Of the system outside the room—Earth and Mars and the Belt—we knew essentially nothing. For us, history had ended on Thoth Station with our experiment on Eros only half-done. Even years after the fact, I would find myself ruminating on some peculiarity of the dataset. I no longer trusted my memory enough to say whether the issues that absorbed my hours were accurate or figments of my somewhat fragile and altered mind.
During my bitterest times, I would lie in a crash couch for days at a time, thinking of Isaac Newton and the way that, by having his mind and his peculiar history, he had refashioned all of human understanding. I had stood on a precipice as great as his and been pulled back against my will. But more often, I was able to ignore such thoughts for weeks, sometimes months, at a time. I took a lover. Alberto Correa. He worked in administration and spent his childhood taking odd jobs at the spaceport complex at Bogotá. He had an advanced degree in political literature, and he said both my names—Paolo and Cortázar—reminded him of authors he had studied. He would talk for hours sometimes about the effects of class systems on poetic forms or Butler-Marxist readings of the action videos of Pilár Eight and Mikki Suhanam. I listened, and I like to think I absorbed some of it. The sound of his voice and the presence of his body were comforting, and the moments we spent together in the hotel were pleasant and calming. He said that if he’d known he would end here, he’d have stayed on Earth and lived on basic. When I pointed out that then he and I wouldn’t have met, he would either agree that I made it worthwhile or else tell me about the beautiful men he had loved in Colombia.
Time, of course, became difficult to track, but I was fairly certain we were into the fourth year in the room when Kanter died. He’d been complaining of feeling ill, then grew agitated and delusional. The guards, seeing all as they did, brought medicine that I suspect was merely a sedative. He died a week later.
It was the first death, and reinforced to us the idea that we would likely never again be free. I watched as the others went through a period of mourning that was less for Kanter than for the lives we’d had and left behind. Not the research group, but the others. Alberto became a much more ardent lover for a time, and then lapsed into a funk in which he barely spoke to me and shied away from my touch. I was patient with him because I found patience easier when there was no alternative.
Day by day, we were ground down. Our experiential worlds narrowed to who was having sex with whom, whether someone’s comment about a fellow inmate was innocuous or provocative, and fighting—sometimes violently—over who among us slept in which of the crash couches. We were petty and cruel, despairing and restless, occasionally humane and even capable of moments of actual if ephemeral beauty. Perhaps all periods of prosperity and calm go unnoticed when they occur. Certainly I didn’t look on those days with any fondness until after the Martian came.
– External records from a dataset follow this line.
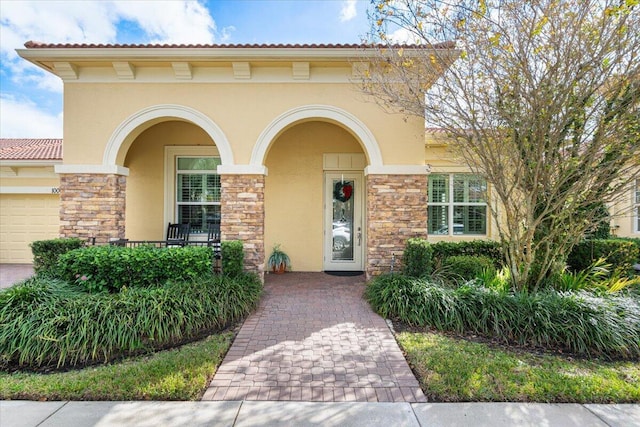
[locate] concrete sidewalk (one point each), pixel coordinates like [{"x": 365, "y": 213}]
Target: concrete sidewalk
[{"x": 254, "y": 413}]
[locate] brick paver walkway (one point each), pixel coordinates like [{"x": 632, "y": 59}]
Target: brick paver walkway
[{"x": 314, "y": 338}]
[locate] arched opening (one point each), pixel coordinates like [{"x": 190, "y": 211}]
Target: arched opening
[
  {"x": 159, "y": 190},
  {"x": 297, "y": 208},
  {"x": 133, "y": 126}
]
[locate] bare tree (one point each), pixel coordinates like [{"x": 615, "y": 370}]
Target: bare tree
[{"x": 542, "y": 98}]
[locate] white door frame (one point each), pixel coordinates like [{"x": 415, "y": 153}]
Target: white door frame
[{"x": 357, "y": 236}]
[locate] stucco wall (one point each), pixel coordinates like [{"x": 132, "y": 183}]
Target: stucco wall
[{"x": 242, "y": 111}]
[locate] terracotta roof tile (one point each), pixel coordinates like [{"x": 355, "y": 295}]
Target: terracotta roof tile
[
  {"x": 30, "y": 149},
  {"x": 41, "y": 45}
]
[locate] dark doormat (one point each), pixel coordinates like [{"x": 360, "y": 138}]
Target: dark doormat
[{"x": 344, "y": 273}]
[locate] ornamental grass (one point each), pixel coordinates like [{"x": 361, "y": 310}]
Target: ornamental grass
[
  {"x": 578, "y": 322},
  {"x": 50, "y": 323}
]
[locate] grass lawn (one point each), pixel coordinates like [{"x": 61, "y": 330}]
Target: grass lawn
[
  {"x": 178, "y": 374},
  {"x": 457, "y": 370}
]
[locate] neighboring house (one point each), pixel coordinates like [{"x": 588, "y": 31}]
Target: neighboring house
[
  {"x": 276, "y": 142},
  {"x": 29, "y": 199}
]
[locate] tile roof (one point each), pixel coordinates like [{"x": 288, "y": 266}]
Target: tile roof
[
  {"x": 41, "y": 45},
  {"x": 30, "y": 149}
]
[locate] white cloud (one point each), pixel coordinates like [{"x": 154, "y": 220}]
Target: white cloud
[
  {"x": 348, "y": 11},
  {"x": 170, "y": 21},
  {"x": 92, "y": 21},
  {"x": 23, "y": 119}
]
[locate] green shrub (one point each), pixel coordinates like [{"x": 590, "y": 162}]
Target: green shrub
[
  {"x": 47, "y": 252},
  {"x": 486, "y": 248},
  {"x": 110, "y": 268},
  {"x": 417, "y": 258},
  {"x": 579, "y": 322},
  {"x": 232, "y": 258},
  {"x": 45, "y": 323},
  {"x": 467, "y": 267},
  {"x": 621, "y": 254}
]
I didn’t see him arrive myself. I was talking with Ernz when it happened, so my introduction to the man was Quintana barking my name. When I turned, the Martian was simply there. He was pale-skinned with nut-brown hair and a bad complexion, and he wore the familiar uniform of the Martian Congressional Republic Navy. Our customary Belter guards flanked him, chins lifted a bit higher than usual. Quintana and Brown stood before them, waving me impatiently to them. I didn’t hesitate. The pull of something new after so much sameness called forth an excitement that left my hands trembling. I plucked at my beard as I strode over, hoping against all reason that it would make me look more respectable. When we stood before the new man, the three of us together, Brown took a little half-step ahead. I stifled the urge to move forward as well, certain that it would end in all of us crowding in on our visitor. I would swallow Brown’s little physical dominance play in order to keep the Martian from leaving.
“This is all of them?” he said. He had a pleasant voice, barely accented with the drawl of the Mariner Valley.
“Bist,” the Belter guard said with a nod. “Nanoinformatic, you wanted. This them.”